If you eventually want to delete the resources created (API Gateway and lambda function) run zappa undeploy
.
https://<lambda_url>/production/download
.If you want to protect your data you'll have to put in place something
like a Gateway lambda authorizer (Documentation) and
implement your own authentication mechanism.
For more fine-grained zappa settings please refer to zappa Documentation.
Once the lambda has been deployed it needs two environment variables to be set:
- BUCKET_NAME The name of the bucket where the telemetry data will be stored
- S3_LINK_EXPIRATION The lifespan of the upload links generated by the API to allow Krkn to upload telemetry data.
To set a lambda environment variable please refer to the AWS Documentation.
If every step succeeded you should be able to configure your Krkn installation to point to your freshly installed API simply setting the api_url
value and enabling the various telemetry options in the Krkn config.yaml.

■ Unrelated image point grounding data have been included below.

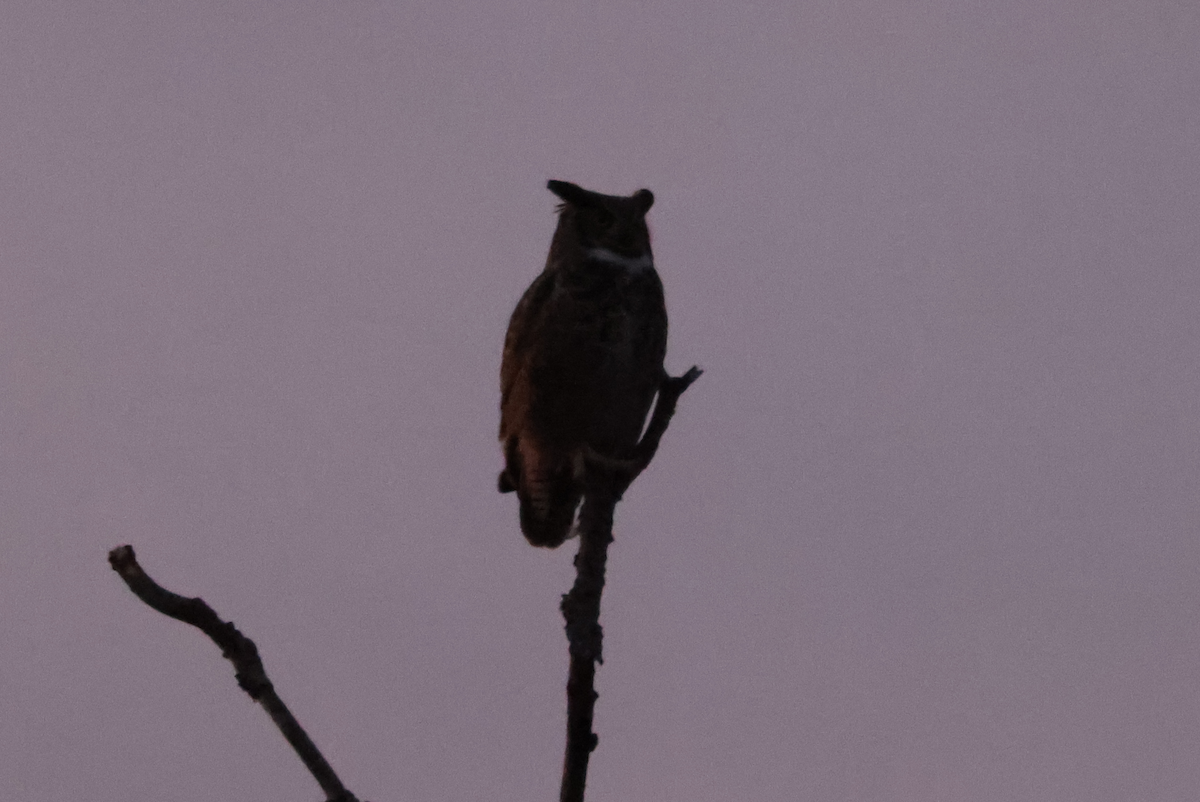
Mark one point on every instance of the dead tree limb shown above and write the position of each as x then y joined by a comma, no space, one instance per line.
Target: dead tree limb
243,653
606,480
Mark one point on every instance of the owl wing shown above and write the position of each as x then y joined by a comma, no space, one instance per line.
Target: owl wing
519,342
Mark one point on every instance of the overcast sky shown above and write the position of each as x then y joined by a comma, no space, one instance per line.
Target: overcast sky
927,530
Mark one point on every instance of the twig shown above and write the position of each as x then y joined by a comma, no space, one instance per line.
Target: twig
243,653
606,479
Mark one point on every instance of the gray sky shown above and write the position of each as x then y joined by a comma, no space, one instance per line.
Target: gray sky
924,531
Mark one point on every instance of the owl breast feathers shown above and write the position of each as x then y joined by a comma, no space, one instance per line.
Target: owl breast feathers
582,357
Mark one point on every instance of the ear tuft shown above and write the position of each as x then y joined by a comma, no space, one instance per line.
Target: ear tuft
569,192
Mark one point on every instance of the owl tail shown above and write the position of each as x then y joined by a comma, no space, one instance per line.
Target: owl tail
547,509
549,495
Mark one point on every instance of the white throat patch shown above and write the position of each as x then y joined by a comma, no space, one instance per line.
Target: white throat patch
631,263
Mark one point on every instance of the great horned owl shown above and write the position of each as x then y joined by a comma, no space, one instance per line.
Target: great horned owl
582,357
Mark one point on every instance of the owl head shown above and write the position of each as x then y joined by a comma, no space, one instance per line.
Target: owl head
595,222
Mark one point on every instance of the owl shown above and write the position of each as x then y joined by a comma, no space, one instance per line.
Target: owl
582,355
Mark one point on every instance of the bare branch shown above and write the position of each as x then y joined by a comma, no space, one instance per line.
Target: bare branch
606,480
243,653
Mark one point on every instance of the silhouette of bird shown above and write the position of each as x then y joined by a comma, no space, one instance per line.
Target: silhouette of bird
582,357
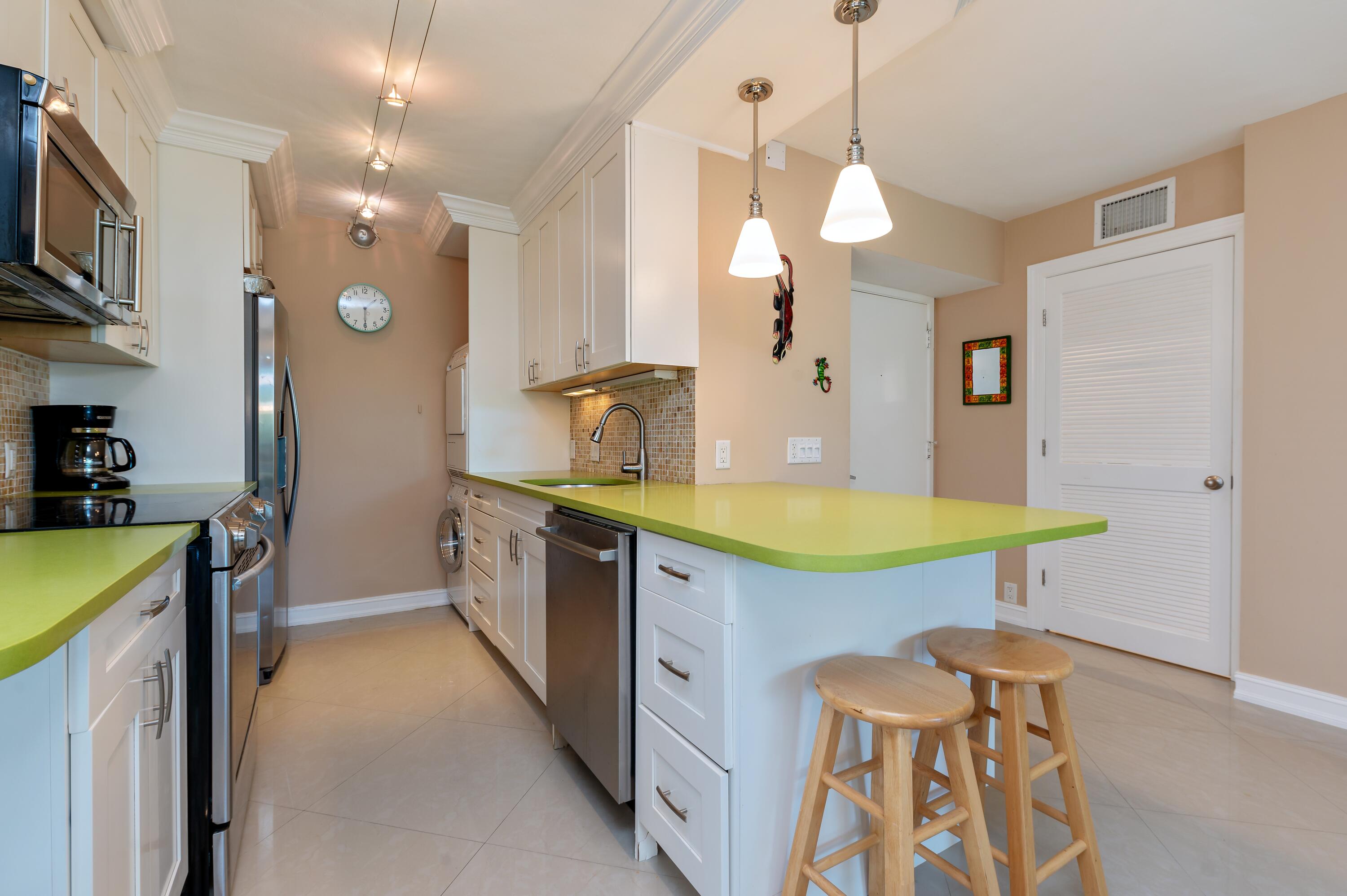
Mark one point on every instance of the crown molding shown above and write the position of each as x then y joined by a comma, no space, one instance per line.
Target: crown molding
450,216
150,91
675,35
138,27
266,150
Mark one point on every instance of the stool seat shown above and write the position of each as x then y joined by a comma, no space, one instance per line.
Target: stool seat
894,693
1003,657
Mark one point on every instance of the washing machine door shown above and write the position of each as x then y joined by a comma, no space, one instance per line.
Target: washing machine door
449,540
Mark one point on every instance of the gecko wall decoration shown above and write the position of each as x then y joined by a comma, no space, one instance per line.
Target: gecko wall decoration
784,303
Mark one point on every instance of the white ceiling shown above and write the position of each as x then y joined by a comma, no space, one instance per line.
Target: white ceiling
797,45
1020,105
497,88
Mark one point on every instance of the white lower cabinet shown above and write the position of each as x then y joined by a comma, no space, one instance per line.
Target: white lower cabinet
683,801
100,778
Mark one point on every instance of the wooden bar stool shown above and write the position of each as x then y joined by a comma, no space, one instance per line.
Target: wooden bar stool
896,697
1015,661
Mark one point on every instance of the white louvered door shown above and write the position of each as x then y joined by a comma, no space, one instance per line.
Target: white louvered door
1139,417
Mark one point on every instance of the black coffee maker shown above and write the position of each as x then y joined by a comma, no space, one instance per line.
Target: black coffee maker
73,451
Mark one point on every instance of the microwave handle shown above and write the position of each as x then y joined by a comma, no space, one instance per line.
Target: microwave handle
138,235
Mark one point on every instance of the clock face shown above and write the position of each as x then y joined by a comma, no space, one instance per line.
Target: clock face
364,307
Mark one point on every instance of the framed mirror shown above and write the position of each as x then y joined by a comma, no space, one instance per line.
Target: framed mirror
986,371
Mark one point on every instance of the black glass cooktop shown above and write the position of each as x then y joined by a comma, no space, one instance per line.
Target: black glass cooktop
143,506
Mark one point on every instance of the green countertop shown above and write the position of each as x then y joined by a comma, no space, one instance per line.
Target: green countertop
809,527
54,583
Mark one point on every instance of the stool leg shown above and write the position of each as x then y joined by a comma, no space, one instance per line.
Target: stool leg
875,857
899,870
1015,748
1074,789
806,844
929,747
977,848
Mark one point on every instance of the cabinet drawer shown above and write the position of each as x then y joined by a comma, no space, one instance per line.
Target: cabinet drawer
106,654
481,602
683,799
690,575
685,673
481,542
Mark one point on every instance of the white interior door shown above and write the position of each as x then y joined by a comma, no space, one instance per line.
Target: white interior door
891,392
1139,408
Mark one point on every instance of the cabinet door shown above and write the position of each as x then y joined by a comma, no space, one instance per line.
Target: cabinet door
507,595
609,248
73,58
570,262
549,270
533,592
163,783
528,293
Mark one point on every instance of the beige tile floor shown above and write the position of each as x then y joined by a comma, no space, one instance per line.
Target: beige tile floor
399,755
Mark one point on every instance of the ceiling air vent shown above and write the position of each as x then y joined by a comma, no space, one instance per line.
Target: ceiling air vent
1136,212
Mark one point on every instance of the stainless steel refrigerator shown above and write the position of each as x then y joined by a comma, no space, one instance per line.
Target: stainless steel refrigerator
271,444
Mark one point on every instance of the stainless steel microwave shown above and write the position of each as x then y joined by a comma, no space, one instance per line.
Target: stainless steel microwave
70,243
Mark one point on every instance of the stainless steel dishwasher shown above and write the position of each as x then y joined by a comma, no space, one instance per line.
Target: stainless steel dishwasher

You'll be able to check and download the data collected visiting the telemetry service UI at the address https://<lambda_url>/production/files
.
You will find a folder per each telemetry_group
defined in krkn (all the runs without a telemetry_group
will be placed in the default
folder) and each group folder containing run folders named with the krkn Run Id and a timestamp prefix and, if set, the value of the run_tag string
that can be used as search term in the UI.
This tutorial represents a basic example on how to deploy an unauthenticated and unthrottled AWS lambda function, that if targeted by bad actors, may lead to sensitive data leaks and expensive AWS bills. Run this workload wisely and at your own risk.